Burnham's features flexed, then hardened, and Keyla instinctively understood that she'd revealed too much, and what was coming wouldn't be stopped. "You don't mean that."

Keyla laughed bitterly. "I think it's a fairly likely scenario, given who I'm with."

"What the hell is that supposed to mean?"

"Isn't that how it always works with you? The Universe decides to punish you and everyone else pays the price. You get walk around with your perpetually-wounded attitude, but it's always other people who die."
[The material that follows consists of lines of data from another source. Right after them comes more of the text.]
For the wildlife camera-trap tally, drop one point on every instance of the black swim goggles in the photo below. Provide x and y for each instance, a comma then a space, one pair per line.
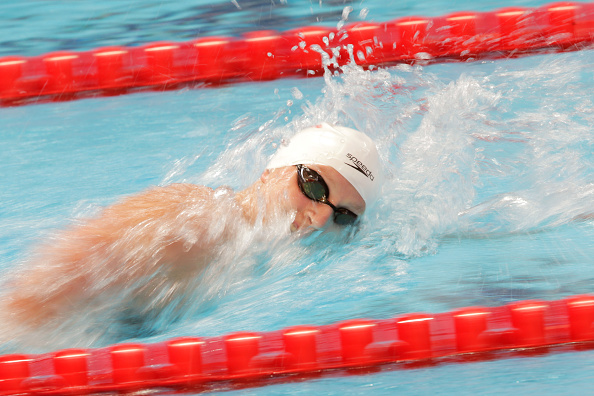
314, 187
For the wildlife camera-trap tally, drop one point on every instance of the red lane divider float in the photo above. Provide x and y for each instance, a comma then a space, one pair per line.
265, 55
193, 362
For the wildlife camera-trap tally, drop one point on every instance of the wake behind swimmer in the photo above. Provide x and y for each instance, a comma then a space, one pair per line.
152, 250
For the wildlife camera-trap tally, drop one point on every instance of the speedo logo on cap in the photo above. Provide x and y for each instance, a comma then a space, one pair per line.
358, 165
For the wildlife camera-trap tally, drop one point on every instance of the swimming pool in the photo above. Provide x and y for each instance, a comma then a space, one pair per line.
489, 164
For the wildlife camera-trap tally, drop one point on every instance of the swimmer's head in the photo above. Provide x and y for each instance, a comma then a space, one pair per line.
351, 153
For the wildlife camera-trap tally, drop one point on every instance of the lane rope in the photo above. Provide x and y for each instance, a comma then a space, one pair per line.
267, 55
254, 357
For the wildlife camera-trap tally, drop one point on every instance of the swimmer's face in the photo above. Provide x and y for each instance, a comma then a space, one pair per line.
310, 214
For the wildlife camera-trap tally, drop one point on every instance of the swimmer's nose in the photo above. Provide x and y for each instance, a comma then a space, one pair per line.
319, 214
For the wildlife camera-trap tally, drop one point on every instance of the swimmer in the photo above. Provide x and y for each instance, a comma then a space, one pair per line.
169, 235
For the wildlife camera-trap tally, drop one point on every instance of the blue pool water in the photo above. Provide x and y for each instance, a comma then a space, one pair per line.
489, 175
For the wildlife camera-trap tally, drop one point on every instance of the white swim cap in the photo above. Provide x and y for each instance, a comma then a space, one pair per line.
352, 153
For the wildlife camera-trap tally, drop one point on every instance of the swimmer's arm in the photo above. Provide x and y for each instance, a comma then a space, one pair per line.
127, 241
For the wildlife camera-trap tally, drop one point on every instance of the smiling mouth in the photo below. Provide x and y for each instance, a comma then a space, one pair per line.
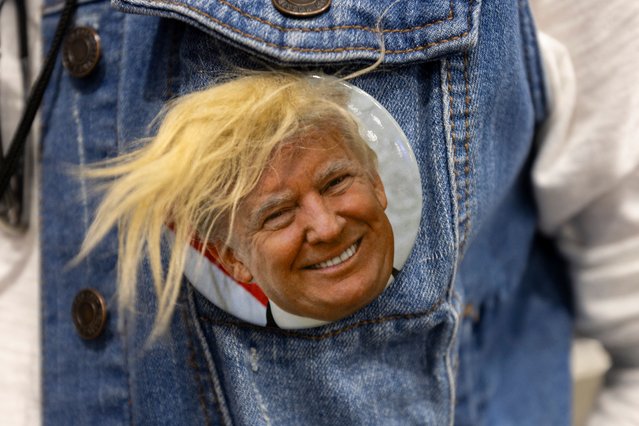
343, 257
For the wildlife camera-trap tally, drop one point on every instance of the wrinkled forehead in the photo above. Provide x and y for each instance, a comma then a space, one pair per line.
343, 144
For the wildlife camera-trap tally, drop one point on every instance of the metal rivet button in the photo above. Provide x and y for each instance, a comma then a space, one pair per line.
89, 313
81, 51
302, 8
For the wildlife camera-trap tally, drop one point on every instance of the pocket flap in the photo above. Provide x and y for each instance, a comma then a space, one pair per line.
414, 30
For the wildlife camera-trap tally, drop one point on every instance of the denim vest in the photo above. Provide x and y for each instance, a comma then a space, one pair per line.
474, 330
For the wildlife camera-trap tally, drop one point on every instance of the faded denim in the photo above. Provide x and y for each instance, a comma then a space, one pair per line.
476, 327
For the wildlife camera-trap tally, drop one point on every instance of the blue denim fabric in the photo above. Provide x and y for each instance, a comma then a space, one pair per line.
476, 327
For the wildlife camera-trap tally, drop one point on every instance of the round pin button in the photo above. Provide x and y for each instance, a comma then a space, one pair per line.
302, 8
89, 313
81, 51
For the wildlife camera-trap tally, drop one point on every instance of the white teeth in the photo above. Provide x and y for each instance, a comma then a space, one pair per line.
347, 254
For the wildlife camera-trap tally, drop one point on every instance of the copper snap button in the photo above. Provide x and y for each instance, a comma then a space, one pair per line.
81, 51
89, 313
302, 8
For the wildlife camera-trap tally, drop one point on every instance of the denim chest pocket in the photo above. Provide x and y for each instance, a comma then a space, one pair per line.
390, 362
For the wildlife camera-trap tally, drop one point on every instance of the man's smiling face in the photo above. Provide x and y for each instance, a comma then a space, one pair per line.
313, 234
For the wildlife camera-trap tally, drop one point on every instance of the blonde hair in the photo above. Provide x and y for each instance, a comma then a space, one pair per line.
209, 153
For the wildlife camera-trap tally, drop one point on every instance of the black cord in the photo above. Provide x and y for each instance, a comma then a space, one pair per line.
10, 164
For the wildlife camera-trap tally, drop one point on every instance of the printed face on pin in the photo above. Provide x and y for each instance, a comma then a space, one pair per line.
314, 234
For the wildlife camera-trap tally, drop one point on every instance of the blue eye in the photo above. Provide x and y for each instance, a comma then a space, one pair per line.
336, 181
337, 184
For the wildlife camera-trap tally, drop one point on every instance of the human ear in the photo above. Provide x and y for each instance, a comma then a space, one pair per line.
232, 264
378, 187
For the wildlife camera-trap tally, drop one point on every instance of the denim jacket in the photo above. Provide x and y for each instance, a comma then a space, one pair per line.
474, 330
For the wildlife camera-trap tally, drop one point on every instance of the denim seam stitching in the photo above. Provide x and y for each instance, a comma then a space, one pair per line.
451, 16
197, 375
467, 188
125, 335
321, 50
217, 385
332, 333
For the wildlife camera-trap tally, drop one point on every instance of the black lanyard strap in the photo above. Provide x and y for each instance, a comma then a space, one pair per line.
9, 165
Burnham's eyes flashed, and Keyla felt a moment of panic as her reptile brain recognizing the micro-expressions presaging an attack. Her hands twitched upward, but she pushed down the urge.

"If you think for a moment that I wouldn't trade places with them—that I wouldn't give anything to have Captain Georgiou or the people we lost on the Shenzhou or...or my parents for god's sake—don't you think I would do anything to fix this? All of this? Keyla, there's nothing I wouldn't do to put the things back the way they were. Anything to make the pain go away." Burnham's eyes glistened even in the dull light of the pollution-filtered sun, and her expression was the most openly, nakedly vulnerable Keyla had ever seen. She could see Commander Burnham in that face—the ramrod-straight, frighteningly competent first officer--but only flashes.

"But if blaming me, if hating me, if that helps you grieve, then I guess that's what you have to do. But two of us double the chances of getting off this rock alive, so you need to be alive and functional. Do you understand?"

Keyla pursed her lips, tried to find some new vein of anger or pain to tap into and vent at Burnham, but she was increasingly aware of the moral high ground disappearing from beneath her feet like sand pulled out by the tide.

"Just don't ever forget how easily you got off, Michael. I had to learn how to read again." She stuffed her canteen in her ruck.

Burnham composed herself and looked liked she was about say something, when her communicator chirped.

"Is it the Discovery?"

Burnham pulled out the communicator and flipped it open. "No. It's a signal from nearby."